Nomenclator Botanicus Hortensis Nomencl. Bot. Hort. is an 1840-46 alphabetic index of cultivated plants from the gardens of Europe by the German botanist Gustav Heynhold. It includes synonyms, botanical authors, countries of origin and cultivation. It was published in Dresden and Leipzig by the firm Arnoldischen Buchhandlung with an introduction by Ludwig Reichenbach.

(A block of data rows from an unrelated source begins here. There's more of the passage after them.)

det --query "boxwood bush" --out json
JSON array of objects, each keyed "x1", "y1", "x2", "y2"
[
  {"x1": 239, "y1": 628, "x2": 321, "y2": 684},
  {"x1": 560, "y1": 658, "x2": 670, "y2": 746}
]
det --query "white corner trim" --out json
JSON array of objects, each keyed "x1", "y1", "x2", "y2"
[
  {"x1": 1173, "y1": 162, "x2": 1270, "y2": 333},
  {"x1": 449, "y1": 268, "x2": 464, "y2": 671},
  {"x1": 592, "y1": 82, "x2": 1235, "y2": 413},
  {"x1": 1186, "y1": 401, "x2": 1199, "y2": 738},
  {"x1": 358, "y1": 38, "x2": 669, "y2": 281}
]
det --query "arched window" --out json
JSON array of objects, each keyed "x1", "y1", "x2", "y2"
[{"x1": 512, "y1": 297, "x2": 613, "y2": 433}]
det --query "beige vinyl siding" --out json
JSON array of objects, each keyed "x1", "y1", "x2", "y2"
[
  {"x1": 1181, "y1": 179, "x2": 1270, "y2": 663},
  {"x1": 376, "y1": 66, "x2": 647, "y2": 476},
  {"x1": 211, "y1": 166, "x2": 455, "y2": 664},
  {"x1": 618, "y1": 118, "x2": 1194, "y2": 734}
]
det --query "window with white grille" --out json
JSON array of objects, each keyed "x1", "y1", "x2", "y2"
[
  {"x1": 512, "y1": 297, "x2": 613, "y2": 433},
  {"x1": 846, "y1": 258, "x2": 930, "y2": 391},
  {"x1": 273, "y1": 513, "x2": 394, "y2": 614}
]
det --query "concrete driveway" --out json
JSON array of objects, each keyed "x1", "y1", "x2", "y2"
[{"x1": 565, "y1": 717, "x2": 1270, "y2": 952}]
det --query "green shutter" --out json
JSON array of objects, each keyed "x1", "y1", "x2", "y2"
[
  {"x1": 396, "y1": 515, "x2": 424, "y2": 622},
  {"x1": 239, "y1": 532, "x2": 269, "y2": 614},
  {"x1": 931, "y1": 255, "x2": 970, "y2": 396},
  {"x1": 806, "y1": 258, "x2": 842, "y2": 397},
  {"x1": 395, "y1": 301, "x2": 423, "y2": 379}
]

'Nomenclator' is one who bestows names or draws up a classified system of names, and by extension the term has become used for a book setting out such a system. The word 'nomenclature' is derived from 'nomenclator'. Well-known nomenclators have been the 1821 Nomenclator Botanicus of Ernst Gottlieb von Steudel, the 1826 Hortus Britannicus of Robert Sweet and John Claudius Loudon's 1830 Hortus Britannicus. Sweet's Hortus Britannicus is described as a 'Catalogue of Plants cultivated in the Gardens of Great Britain' and 'Arranged in Natural Orders with the addition of the Linnean Classes and Orders to which they belong, Reference to the Books where they are described, their Native Places of Growth, when introduced, Time of Flowering, Duration, and Reference to Figures with numerous synonyms'.